A QoS policy determines acceptable limits of a performance metric (like PDV) and what to do if limits are exceeded. A QoS policy server enforces the policy - by looking at QoS at points along the network. The same network elements (like a QAM or DSLAM) reporting back QoS metrics to an ISP's network operations center (NOC) can also report back to a QoS policy server. In response, the policy server will invoke the proper policy (based on business rules) and perhaps take mitigation measures - such as to download an entire video before starting to play it. 

QoS policy service resides under session management - the backend function that sets up and monitors end-to-end interaction between the IPTV provider and the enduser. Like accounting, both QoS policy and session management touch multiple other functions. So they too should be abstracted out to their own layers rather than bolted onto something else - like a VoD server. On the one hand, you might want the option to employ a variety of QoS solutions - depending on which one were to deliver the best customer experience. On the other, you might not wish to invoke a different session manager for each service - one for VoD, one for games, one for IPTV broadcast, and so on. You would rather use a consistent session manager for all of them - just as you would wish to stay within a consistent user interface for operating all of them. 

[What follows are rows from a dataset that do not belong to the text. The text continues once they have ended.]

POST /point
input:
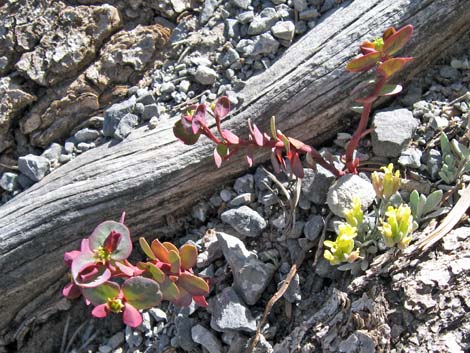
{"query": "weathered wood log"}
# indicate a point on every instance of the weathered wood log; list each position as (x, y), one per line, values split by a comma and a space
(151, 175)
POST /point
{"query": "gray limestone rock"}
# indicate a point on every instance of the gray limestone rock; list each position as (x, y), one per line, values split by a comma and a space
(9, 181)
(244, 184)
(205, 75)
(284, 30)
(125, 126)
(316, 184)
(392, 132)
(86, 135)
(206, 339)
(251, 276)
(114, 114)
(411, 157)
(342, 193)
(245, 221)
(313, 227)
(263, 21)
(34, 167)
(229, 313)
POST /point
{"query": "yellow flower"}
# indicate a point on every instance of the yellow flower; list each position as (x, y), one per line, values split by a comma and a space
(397, 227)
(341, 250)
(388, 184)
(354, 216)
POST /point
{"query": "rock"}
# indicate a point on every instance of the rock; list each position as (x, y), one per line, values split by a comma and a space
(205, 75)
(125, 126)
(342, 193)
(449, 72)
(411, 157)
(392, 132)
(150, 111)
(300, 5)
(212, 250)
(114, 114)
(433, 160)
(158, 314)
(116, 340)
(242, 199)
(183, 334)
(13, 99)
(229, 313)
(313, 227)
(122, 62)
(53, 152)
(228, 57)
(245, 221)
(439, 122)
(9, 181)
(180, 5)
(243, 4)
(74, 44)
(263, 21)
(284, 30)
(86, 135)
(316, 184)
(208, 10)
(34, 167)
(308, 15)
(244, 184)
(206, 339)
(251, 276)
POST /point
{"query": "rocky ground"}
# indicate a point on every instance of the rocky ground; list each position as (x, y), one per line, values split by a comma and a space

And by making solutions able to support different services, you also make them able to support different wholesale partners - some of whom request support for session "payloads" other than those you already provide - such as PlayStation®2 games, in addition to the Xbox games you now offer in your games package. 

A Great Customer Experience - Across Wholesale Boundaries 

What this discussion and Figure 3 illustrate is that a great customer experience - and the ability to move it across wholesale partner boundaries - results directly from the architecture of the technology framework employed. Key to that architecture is the ability to decouple functions as content moves from backend to front end - and to decouple contexts within functions. Decoupling functions means that how you implement one function (e.g., a particular QoS policy server) will not dictate how you implement another function (e.g., a particular client EPG). Decoupling contexts means that you can reuse the same function (i.e., make one investment) to enable different interpretations of how the function should be performed. Applications may be different, but all applications need to have the session manager set up their payloads for playout. Networks may be different, but all networks need QoS. Rule setting (policy making) within the function defines 

how it's done in one context versus another. As previously described, XSLT style sheets are an example of how to enforce context rules for presentation in consideration of different EPG layouts, CPE resources, and other parameters. 

One reason for a wholesale technology framework is to reduce technology infrastructure costs. Equally important to the operator, however, is the cost of preparing content for input into that infrastructure. The whole value proposition of on-demand TV is to present and package fresh and exciting content in ways that consumers find attractive and also differentiating from what other ISPs in the same market offer. 

Operators, therefore, will want to ally themselves with content experts who know how to deploy content in ways that are more scalable across content types, platforms, and wholesale partners. That includes skills in areas like:

Content creation synergies 

Smart content preparation will exploit synergies of content creation. One example is sharing common metadata and production techniques across content intended for different platforms. Another would be to establish different content preparation pathways in anticipation of the different requirements of those platforms. 

Content rights management 

Content owners are concerned about theft and digital rights management issues. The rights to broadcast a particular piece of content on TV does not automatically include broadband and mobile rights. Licenses to redistribute a valuable content proposition to wholesale partners, therefore, need to be written in a way that's attractive to other companies. Content could be anything - applications, application services, video, audio, teletext, or whatever.